For more information about our Incident Response and Communications please read this support article.

We also maintain a list of Known Product Issues separate from this site here.

Critical: Issue with Admin Events API
Incident Report for Box
Postmortem

Updated Nov 11, 2021

We recently addressed issues affecting the Box Web Application. We would like to take the opportunity to further explain these issues and the steps we have taken to keep them from happening in the future.

 Between 6:30 p.m. PDT on August 29, 2021 and 12:30 p.m. PDT on August 30, 2021, some users may have experienced difficulties while working in Box. During this time, some request may have taken longer than usual to complete and some uploads may have failed. The issue occurred due to a misconfiguration of a third-party library used to increase performance. We were able to resolve the issue by optimizing the library for use within the Web Application. In addition, we have set up active monitoring of this library to quickly diagnose similar issues going forward.

Analysis 

The Box Web Application has a caching layer built in to store frequently used values in order to improve response time to requests. A change in usage caused the internal cache memory to become fragmented, resulting in some servers taking longer to serve requests, and adding load to downstream systems serving cached values. This extra load caused cascading failures and resulted in some uploads failing.

Corrective Actions

The following corrective actions have been completed or are planned:

  • We will now be immediately alerted when servers are unable to cache values due to fragmentation

  • Cache tuning was improved to make fragmentation extremely unlikely

We are continuously working to improve Box and want to make sure we are delivering the best product and user experience we can. We hope we have provided some clarity here and we would be happy to answer any questions you may still have regarding this matter. 

 Sincerely,

The Box Team

***************************************************************

We recently addressed issues affecting timeliness of the Events API. We would like to take the opportunity to further explain these issues and the steps we have taken to keep them from happening in the future.

Between 8:43 am PDT and 3:25 pm PDT on August 30th, 2021, some users may have experienced difficulties while working in Box. During this time, the real-time Events API sporadically experienced unusual latency. The issue occurred as a result of performance issues in the backing store that powers our Events API. We were able to resolve the issue by migrating traffic to our secondary cluster.
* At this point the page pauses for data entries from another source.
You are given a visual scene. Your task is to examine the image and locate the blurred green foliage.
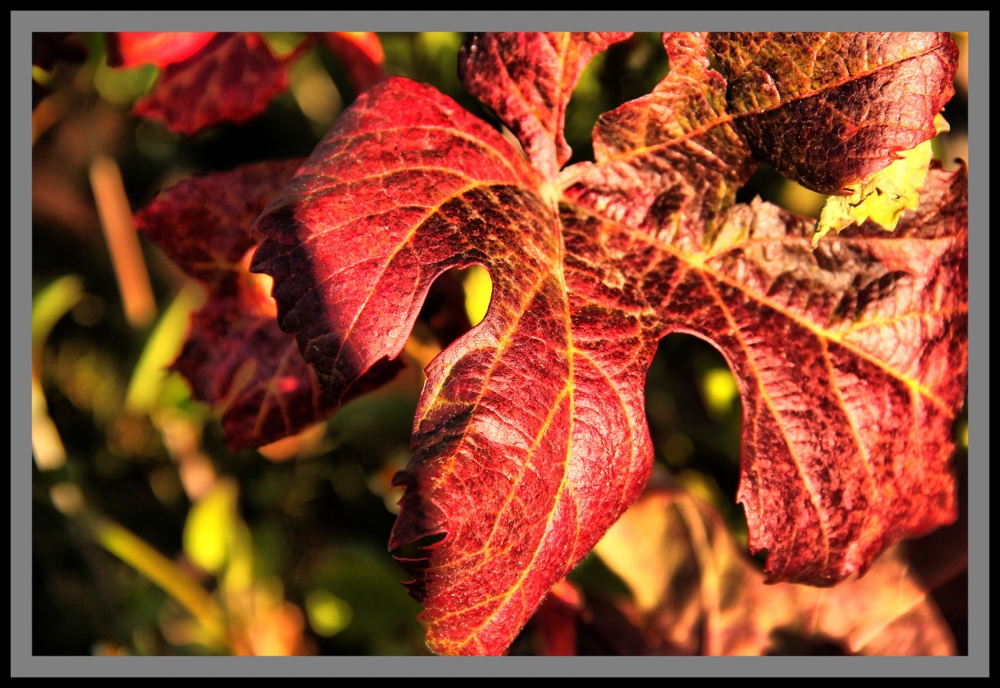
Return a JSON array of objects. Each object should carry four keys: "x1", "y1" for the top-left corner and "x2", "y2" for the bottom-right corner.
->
[{"x1": 32, "y1": 33, "x2": 960, "y2": 655}]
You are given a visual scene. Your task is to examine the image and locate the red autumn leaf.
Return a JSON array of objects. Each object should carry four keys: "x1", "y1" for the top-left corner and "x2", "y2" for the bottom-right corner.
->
[
  {"x1": 134, "y1": 33, "x2": 300, "y2": 135},
  {"x1": 107, "y1": 31, "x2": 215, "y2": 67},
  {"x1": 458, "y1": 32, "x2": 632, "y2": 178},
  {"x1": 709, "y1": 32, "x2": 958, "y2": 194},
  {"x1": 595, "y1": 472, "x2": 955, "y2": 655},
  {"x1": 135, "y1": 160, "x2": 352, "y2": 448},
  {"x1": 323, "y1": 31, "x2": 385, "y2": 93},
  {"x1": 253, "y1": 34, "x2": 967, "y2": 654}
]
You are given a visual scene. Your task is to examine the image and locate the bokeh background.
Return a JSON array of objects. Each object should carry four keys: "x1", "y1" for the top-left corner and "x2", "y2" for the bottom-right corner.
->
[{"x1": 32, "y1": 33, "x2": 968, "y2": 655}]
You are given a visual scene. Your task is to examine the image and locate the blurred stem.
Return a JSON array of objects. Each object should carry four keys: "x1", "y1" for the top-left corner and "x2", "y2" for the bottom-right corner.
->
[
  {"x1": 31, "y1": 275, "x2": 83, "y2": 471},
  {"x1": 125, "y1": 280, "x2": 205, "y2": 414},
  {"x1": 91, "y1": 517, "x2": 229, "y2": 647},
  {"x1": 90, "y1": 155, "x2": 156, "y2": 329}
]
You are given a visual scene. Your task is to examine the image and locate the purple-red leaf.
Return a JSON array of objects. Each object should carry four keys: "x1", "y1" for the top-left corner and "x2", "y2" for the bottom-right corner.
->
[
  {"x1": 135, "y1": 33, "x2": 298, "y2": 134},
  {"x1": 253, "y1": 34, "x2": 968, "y2": 654},
  {"x1": 136, "y1": 160, "x2": 352, "y2": 449},
  {"x1": 710, "y1": 32, "x2": 958, "y2": 194},
  {"x1": 559, "y1": 34, "x2": 757, "y2": 251},
  {"x1": 254, "y1": 78, "x2": 652, "y2": 654},
  {"x1": 458, "y1": 32, "x2": 632, "y2": 179},
  {"x1": 563, "y1": 163, "x2": 968, "y2": 584}
]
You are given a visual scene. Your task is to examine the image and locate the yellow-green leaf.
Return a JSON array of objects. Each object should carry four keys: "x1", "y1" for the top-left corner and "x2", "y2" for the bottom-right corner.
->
[{"x1": 812, "y1": 114, "x2": 948, "y2": 248}]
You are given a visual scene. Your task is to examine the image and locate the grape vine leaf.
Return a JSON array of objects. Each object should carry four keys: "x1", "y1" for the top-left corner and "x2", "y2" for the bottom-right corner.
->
[
  {"x1": 246, "y1": 34, "x2": 968, "y2": 654},
  {"x1": 135, "y1": 159, "x2": 380, "y2": 449},
  {"x1": 594, "y1": 472, "x2": 955, "y2": 656},
  {"x1": 106, "y1": 31, "x2": 215, "y2": 67},
  {"x1": 134, "y1": 33, "x2": 301, "y2": 135},
  {"x1": 813, "y1": 115, "x2": 948, "y2": 248},
  {"x1": 323, "y1": 31, "x2": 385, "y2": 94}
]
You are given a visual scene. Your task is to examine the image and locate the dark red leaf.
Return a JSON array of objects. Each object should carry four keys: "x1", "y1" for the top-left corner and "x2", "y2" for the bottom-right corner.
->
[
  {"x1": 595, "y1": 472, "x2": 956, "y2": 656},
  {"x1": 136, "y1": 160, "x2": 354, "y2": 449},
  {"x1": 559, "y1": 34, "x2": 757, "y2": 251},
  {"x1": 106, "y1": 31, "x2": 215, "y2": 67},
  {"x1": 254, "y1": 78, "x2": 652, "y2": 654},
  {"x1": 458, "y1": 32, "x2": 632, "y2": 179},
  {"x1": 253, "y1": 34, "x2": 968, "y2": 654},
  {"x1": 710, "y1": 32, "x2": 958, "y2": 194},
  {"x1": 323, "y1": 31, "x2": 385, "y2": 94},
  {"x1": 134, "y1": 33, "x2": 299, "y2": 135},
  {"x1": 563, "y1": 167, "x2": 968, "y2": 584}
]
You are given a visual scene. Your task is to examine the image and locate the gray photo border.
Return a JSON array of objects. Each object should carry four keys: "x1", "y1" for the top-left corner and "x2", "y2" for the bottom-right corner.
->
[{"x1": 10, "y1": 10, "x2": 989, "y2": 677}]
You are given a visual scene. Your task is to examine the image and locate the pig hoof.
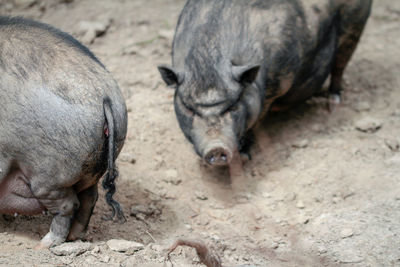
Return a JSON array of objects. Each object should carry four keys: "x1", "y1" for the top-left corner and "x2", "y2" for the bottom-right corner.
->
[
  {"x1": 328, "y1": 94, "x2": 342, "y2": 112},
  {"x1": 35, "y1": 232, "x2": 65, "y2": 250},
  {"x1": 240, "y1": 152, "x2": 251, "y2": 164}
]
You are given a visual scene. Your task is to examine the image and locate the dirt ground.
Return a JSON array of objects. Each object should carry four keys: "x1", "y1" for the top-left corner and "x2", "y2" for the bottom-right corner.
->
[{"x1": 0, "y1": 0, "x2": 400, "y2": 266}]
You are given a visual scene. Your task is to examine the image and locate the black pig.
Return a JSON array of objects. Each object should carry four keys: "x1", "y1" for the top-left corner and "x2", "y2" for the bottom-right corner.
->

In addition, we have increased capacity and conducted additional performance tuning on the cluster to prevent similar issues from occurring in the future.

Analysis

On the morning of August 30th, 2021, the backing store that powers the Events API experienced performance degradation under the load of read traffic that was querying it.  This caused requests to intermittently fail until we migrated traffic to our secondary cluster.

Corrective Actions

The following corrective actions have been completed or are planned:

  • Apply additional performance tuning changes to our database cluster to increase performance.
  • Increase capacity for both of the database clusters to better service the higher read traffic volume.

We are continuously working to improve Box and want to make sure we are delivering the best product and user experience we can. We hope we have provided some clarity here and we would be happy to answer any questions you may still have regarding this matter.

Sincerely,

The Box Team

Posted Sep 28, 2021 - 15:55 PDT

Resolved
After further monitoring, this incident is now considered resolved. Box services have been restored to full functionality. Please contact Box Support at https://support.box.com/ if you continue to experience any issues.
Posted Aug 31, 2021 - 16:17 PDT
Update
We are continuing to investigate this issue.
Posted Aug 31, 2021 - 15:06 PDT
Update
We are continuing to investigate this issue.
Posted Aug 31, 2021 - 13:09 PDT
Update
We are continuing to investigate this issue.
Posted Aug 31, 2021 - 13:01 PDT
Update
We are continuing to investigate this issue.
Posted Aug 31, 2021 - 12:59 PDT
Update
We are continuing to investigate this issue.
Posted Aug 31, 2021 - 12:51 PDT
Update
Box continues to investigate reports of issues with the Admin Events API endpoint, certain Admin Reports.
Posted Aug 31, 2021 - 11:01 PDT
Investigating
We have identified an issue affecting the Admin Events API endpoint and are actively taking steps to remediate at this time. Some users may experience delayed event notifications. We will provide more information as soon as it is available.
Posted Aug 31, 2021 - 09:20 PDT
This incident affected: Box Platform / API (Content API).